Monday, 19 July 2010


The moth trap was put out at the country park in the evening of Monday 19th on a warm and still night. Just under 40 species of moths were noted with this first ruby tiger of the season the most colourful. This is usually a regular visitor to the trap during late July and early August, with the caterpillars feeding on plantains and docks.

This moth pictured above, caught the eye when the trap was checked the next morning, looking like a member of the dart family of moths. This is a white-line dart, showing a thin white streak along part of the wing. It is a reasonably widespread moth in the county and has been recorded here at the park before.

Other moths noted on the night included L-album wainscot, poplar hawkmoth, least carpet, latticed heath, barred yellow, common emerald, early thorn, pale prominent, dusky sallow, dun-bar, lunar-spotted pinion, dingy footman and common rustic.

There has been an unfamiliar chirping sound coming from this area of trees near the park's overflow car park on a couple of recent evenings. This sounds like the house cricket, one of which I heard last summer chirping from a low garden wall under a streetlight in West Mersea. The chirp can be loud and this one at the park could be heard about 80 metres away, even with nearby leaves rustling on the trees.

Despite getting down on my hands and knees to try and see it, I couldn't find it. I believe the main records of house crickets in Essex have probably escaped from owners of reptiles and amphibians who breed house crickets as food for their pets.

The other interesting insect resident in the area of trees in the above photo, is the purple hairstreak.
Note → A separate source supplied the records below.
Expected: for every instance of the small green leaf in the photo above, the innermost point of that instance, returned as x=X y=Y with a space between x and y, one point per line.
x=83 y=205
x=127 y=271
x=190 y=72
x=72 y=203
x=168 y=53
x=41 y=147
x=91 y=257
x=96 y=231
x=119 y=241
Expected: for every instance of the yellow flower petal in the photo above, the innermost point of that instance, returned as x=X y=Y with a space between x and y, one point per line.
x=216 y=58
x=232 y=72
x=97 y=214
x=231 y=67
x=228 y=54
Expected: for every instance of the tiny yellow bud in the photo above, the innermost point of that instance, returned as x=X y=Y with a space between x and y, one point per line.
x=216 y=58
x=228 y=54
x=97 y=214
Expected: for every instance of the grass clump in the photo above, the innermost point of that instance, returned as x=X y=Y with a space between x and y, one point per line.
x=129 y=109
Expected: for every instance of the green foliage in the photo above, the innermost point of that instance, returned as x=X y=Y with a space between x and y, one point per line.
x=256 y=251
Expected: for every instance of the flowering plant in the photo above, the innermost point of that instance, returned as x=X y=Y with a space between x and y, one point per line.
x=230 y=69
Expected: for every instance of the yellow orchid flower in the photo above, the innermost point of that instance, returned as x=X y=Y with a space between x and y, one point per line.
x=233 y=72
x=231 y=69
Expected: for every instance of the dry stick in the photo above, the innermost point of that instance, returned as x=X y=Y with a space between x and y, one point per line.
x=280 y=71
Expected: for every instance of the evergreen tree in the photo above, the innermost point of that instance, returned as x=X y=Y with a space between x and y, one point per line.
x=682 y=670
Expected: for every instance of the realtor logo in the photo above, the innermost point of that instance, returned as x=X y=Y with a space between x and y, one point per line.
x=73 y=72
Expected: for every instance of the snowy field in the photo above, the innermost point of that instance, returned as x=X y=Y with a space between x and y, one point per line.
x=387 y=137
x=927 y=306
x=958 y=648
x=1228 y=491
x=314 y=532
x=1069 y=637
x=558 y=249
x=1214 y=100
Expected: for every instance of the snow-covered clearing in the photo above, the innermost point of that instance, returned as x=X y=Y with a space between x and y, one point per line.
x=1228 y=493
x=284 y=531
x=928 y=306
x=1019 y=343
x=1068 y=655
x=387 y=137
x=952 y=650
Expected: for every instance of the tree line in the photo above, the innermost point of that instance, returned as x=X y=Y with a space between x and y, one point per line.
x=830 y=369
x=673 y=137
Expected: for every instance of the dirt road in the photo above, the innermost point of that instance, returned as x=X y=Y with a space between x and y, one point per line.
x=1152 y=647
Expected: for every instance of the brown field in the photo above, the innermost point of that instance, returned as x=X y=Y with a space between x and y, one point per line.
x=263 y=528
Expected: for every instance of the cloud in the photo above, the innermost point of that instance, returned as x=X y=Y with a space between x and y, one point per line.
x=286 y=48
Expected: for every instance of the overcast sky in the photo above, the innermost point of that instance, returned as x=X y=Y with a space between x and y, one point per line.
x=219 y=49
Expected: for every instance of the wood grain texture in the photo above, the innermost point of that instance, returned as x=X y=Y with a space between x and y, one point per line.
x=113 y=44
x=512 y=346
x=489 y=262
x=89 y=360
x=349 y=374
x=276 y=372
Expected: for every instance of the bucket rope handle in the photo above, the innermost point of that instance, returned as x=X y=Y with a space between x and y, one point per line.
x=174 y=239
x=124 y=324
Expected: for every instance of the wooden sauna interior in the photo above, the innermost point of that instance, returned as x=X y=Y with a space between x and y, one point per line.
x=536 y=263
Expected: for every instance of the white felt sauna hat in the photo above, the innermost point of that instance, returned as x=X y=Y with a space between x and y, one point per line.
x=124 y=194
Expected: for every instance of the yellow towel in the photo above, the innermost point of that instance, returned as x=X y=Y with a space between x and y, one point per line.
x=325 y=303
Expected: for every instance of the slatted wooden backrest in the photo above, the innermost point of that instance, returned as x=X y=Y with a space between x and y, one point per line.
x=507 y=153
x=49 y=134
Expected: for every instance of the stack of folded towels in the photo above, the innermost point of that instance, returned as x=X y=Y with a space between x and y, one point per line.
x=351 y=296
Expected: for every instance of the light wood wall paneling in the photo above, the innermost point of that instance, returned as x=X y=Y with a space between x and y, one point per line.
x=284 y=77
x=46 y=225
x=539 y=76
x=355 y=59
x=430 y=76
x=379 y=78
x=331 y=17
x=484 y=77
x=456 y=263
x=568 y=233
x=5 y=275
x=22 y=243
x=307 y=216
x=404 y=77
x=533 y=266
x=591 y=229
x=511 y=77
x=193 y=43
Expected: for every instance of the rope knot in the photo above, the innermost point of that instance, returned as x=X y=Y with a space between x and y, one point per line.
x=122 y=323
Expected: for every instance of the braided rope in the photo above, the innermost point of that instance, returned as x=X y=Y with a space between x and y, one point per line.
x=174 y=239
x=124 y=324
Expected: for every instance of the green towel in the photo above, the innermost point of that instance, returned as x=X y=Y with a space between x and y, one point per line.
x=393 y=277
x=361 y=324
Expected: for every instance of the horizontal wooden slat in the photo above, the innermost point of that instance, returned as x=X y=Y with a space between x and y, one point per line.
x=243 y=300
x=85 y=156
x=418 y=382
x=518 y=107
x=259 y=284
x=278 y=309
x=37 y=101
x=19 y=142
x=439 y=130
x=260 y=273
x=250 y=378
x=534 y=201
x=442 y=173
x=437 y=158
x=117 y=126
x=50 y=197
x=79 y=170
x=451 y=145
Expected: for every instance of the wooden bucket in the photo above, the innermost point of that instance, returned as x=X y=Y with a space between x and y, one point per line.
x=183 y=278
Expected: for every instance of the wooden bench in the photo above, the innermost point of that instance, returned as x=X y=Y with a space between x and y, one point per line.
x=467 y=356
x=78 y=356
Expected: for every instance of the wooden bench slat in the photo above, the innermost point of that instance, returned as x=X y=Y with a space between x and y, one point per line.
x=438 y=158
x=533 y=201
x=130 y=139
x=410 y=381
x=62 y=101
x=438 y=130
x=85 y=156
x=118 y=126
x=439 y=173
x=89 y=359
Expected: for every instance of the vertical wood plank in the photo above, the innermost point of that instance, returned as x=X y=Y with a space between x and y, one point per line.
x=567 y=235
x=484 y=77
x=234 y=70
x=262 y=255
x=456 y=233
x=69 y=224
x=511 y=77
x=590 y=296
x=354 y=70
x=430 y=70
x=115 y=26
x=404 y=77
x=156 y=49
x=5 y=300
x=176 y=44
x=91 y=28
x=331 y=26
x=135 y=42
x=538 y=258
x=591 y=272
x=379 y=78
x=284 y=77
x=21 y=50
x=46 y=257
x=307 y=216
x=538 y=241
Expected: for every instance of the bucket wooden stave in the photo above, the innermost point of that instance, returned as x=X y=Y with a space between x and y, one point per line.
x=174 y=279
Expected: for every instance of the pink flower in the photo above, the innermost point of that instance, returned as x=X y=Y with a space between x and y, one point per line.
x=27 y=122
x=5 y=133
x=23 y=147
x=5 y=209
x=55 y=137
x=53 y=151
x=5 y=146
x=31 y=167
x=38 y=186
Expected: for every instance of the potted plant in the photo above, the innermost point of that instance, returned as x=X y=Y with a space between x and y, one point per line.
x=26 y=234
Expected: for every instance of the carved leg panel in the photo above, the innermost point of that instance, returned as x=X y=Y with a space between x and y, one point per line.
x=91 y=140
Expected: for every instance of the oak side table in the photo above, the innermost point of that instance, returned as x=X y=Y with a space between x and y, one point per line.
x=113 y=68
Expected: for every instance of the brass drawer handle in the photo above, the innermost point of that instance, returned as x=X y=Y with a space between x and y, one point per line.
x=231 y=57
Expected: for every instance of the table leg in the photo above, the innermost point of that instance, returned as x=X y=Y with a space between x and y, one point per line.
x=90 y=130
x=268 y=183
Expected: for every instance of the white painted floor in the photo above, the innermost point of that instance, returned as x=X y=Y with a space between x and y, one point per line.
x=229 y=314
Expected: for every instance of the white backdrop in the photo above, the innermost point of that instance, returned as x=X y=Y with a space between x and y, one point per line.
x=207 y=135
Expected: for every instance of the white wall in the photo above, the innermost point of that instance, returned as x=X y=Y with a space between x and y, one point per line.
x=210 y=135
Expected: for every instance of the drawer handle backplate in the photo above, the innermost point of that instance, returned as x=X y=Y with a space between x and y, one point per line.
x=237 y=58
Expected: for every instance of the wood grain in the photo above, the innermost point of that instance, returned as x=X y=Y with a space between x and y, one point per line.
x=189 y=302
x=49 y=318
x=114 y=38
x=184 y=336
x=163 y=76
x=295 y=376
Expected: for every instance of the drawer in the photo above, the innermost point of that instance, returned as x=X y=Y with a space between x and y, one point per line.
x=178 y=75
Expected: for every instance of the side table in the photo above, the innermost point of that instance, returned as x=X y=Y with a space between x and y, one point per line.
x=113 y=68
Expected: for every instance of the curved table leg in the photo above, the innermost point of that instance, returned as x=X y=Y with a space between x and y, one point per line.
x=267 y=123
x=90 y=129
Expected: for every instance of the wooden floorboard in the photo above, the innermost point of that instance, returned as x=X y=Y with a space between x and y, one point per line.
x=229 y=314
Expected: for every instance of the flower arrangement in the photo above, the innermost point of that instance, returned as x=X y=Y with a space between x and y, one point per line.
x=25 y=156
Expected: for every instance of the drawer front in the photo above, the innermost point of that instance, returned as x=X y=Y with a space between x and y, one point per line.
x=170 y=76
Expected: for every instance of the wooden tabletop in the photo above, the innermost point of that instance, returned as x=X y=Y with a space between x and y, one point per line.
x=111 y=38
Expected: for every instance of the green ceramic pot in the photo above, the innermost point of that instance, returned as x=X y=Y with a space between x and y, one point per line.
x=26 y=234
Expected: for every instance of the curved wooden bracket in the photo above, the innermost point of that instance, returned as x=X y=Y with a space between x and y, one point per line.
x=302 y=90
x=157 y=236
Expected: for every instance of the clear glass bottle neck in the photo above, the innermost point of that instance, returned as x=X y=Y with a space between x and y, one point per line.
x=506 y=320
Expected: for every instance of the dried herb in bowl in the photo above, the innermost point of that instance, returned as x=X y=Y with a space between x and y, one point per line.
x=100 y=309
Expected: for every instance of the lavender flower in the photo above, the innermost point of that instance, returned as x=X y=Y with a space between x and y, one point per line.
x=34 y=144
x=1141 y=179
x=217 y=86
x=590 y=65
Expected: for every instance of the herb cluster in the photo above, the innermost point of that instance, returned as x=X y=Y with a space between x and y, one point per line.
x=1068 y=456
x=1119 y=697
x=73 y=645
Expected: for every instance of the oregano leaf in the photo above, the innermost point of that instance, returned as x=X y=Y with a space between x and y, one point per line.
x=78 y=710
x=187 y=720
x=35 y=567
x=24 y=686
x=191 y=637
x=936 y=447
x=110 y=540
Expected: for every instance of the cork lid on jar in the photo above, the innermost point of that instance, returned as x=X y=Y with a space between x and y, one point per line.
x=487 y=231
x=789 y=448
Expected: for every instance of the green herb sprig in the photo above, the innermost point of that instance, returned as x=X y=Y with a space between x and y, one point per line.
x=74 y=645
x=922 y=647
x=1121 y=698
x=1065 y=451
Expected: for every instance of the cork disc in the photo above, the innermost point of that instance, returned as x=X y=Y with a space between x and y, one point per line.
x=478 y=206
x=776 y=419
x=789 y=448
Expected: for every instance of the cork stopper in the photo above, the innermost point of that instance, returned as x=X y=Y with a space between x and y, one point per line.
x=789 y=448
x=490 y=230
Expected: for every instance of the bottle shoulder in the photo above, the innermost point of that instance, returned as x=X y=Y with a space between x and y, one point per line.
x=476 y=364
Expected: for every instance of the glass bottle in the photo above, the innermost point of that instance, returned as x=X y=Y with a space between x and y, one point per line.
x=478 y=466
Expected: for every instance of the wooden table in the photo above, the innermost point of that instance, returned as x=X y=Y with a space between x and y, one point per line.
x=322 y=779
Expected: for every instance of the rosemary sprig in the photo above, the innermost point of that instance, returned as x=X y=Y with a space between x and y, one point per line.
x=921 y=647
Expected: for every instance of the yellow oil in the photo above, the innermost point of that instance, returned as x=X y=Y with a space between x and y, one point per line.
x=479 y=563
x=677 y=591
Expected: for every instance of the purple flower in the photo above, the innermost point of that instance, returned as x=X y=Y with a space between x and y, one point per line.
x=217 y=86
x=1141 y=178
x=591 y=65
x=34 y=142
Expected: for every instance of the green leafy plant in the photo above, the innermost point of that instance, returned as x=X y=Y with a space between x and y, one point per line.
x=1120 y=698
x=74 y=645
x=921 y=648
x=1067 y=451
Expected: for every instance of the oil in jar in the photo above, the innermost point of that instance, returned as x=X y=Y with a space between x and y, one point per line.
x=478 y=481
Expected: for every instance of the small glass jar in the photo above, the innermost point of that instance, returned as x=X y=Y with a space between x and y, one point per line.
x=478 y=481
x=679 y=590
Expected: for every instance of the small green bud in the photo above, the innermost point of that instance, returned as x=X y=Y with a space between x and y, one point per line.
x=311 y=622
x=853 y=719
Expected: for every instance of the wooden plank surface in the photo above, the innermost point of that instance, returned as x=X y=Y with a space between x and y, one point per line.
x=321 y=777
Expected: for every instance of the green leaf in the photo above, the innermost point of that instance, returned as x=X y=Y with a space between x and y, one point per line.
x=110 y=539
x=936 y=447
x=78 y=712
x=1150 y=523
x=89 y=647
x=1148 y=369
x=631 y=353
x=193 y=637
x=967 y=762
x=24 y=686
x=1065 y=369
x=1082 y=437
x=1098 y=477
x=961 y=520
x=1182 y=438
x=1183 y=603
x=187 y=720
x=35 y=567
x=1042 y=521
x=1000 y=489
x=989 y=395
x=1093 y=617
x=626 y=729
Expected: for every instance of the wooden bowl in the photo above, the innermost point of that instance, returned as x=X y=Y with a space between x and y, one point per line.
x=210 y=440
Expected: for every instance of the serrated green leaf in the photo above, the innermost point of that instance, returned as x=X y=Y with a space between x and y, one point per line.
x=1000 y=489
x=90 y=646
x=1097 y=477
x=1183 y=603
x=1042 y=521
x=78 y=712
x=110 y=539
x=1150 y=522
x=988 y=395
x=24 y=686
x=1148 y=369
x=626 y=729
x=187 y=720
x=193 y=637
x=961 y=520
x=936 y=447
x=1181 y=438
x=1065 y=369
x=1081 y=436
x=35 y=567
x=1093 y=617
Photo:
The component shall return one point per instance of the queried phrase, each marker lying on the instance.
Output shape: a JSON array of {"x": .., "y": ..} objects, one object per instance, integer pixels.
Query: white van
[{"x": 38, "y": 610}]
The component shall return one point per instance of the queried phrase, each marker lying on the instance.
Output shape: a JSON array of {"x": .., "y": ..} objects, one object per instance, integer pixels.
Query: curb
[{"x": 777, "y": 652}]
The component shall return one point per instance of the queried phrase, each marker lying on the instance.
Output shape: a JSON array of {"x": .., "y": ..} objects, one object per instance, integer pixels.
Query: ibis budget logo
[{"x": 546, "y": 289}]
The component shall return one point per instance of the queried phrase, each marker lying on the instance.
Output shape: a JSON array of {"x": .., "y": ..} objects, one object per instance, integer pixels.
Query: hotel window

This stand of oak trees on the southern side has been the favoured haunt for these hairstreaks. One was watched flitting around the leaves high up, with the evening sun shining on the tree-tops. Nearby a comma and a red admiral were also sunning themselves in this corner.

It has been quiet on the bird front with a sparrowhawk being seen by the car park, 100 black-tailed godwits on the mud and 5 tufted ducklings still present on the pond. A common sandpiper flew along the dyke where there was also the family of pochard ducklings.

There was the unexpected sight of a tawny owl perched on a telegraph pole at dusk beside the East Mersea road near Weir Farm. This isn't usual tawny territory so this bird has wandered over a few fields to get to this spot.